Hydraulic fracturing has become an increasingly important completion method to allow reservoirs to become economically producible and to improve the rate of hydrocarbon production. Crosslinked polymer fluids have been the most commonly used fracturing fluid. These fluids exhibit exceptional performance to initiate and propagate a fracture and carry proppant into the reservoir during a treatment. However, crosslinked polymer fluids can leave a significant amount of polymer in the fracture once a treatment is completed. Decades of improving oxidative, enzyme and other breakers for the polymer fluids has only marginally improved the amount of polymer residue left within the fracture. The result has been wells with subpar hydrocarbon recovery rates and in many geographic areas the return of large volume waterfracs.

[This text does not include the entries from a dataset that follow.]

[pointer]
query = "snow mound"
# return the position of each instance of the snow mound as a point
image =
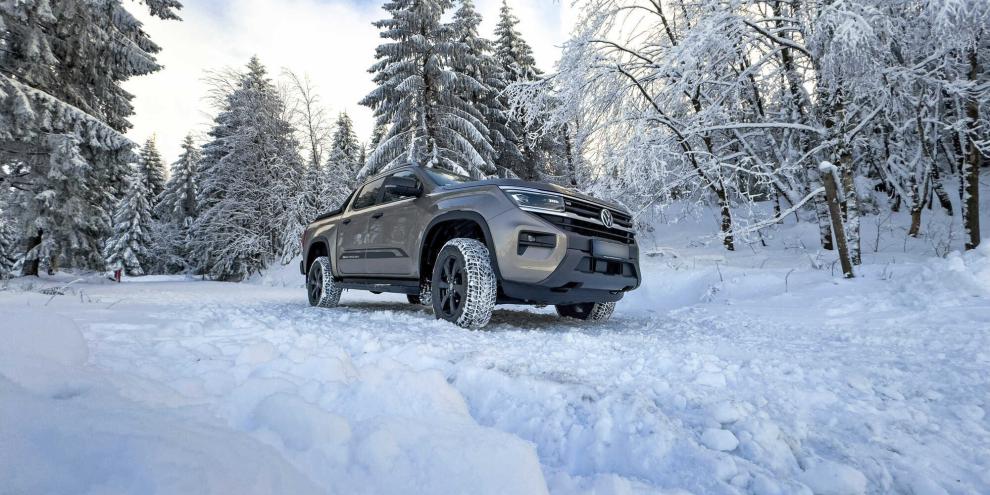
(279, 275)
(832, 478)
(42, 336)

Over the past two decades surfactant-based fluids have been developed as a low-damage alternative. However, surfactant-based systems have had major limitations for hydraulic fracturing. This paper will introduce improved fluid technology that uses nanoparticles, internal breakers and low molecular weight surfactants to achieve the performance of crosslinked polymer fluids but leaves little to no gel residue. Nanoparticles have been found that uniquely associate thread-like micelles into 3-deminsional network that imparts wall-building leak-off control and fluid efficiency. The system also utilizes internal breakers that reside within the micelles and go wherever the fluid goes to insure complete viscosity reduction. The nanoparticle enhanced surfactant-based fluid technology may allow a wide range of hydraulically fractured reservoirs to produce at higher sustained rates than presently achievable, particularly for wells highly sensitive to fracture conductivity damage.
This paper will present laboratory data that shows how uniquely charged nanoparticles improve surfactant-based fluid rheology and leak-off control properties. The mechanisms for the observed performance enhancements also will be discussed.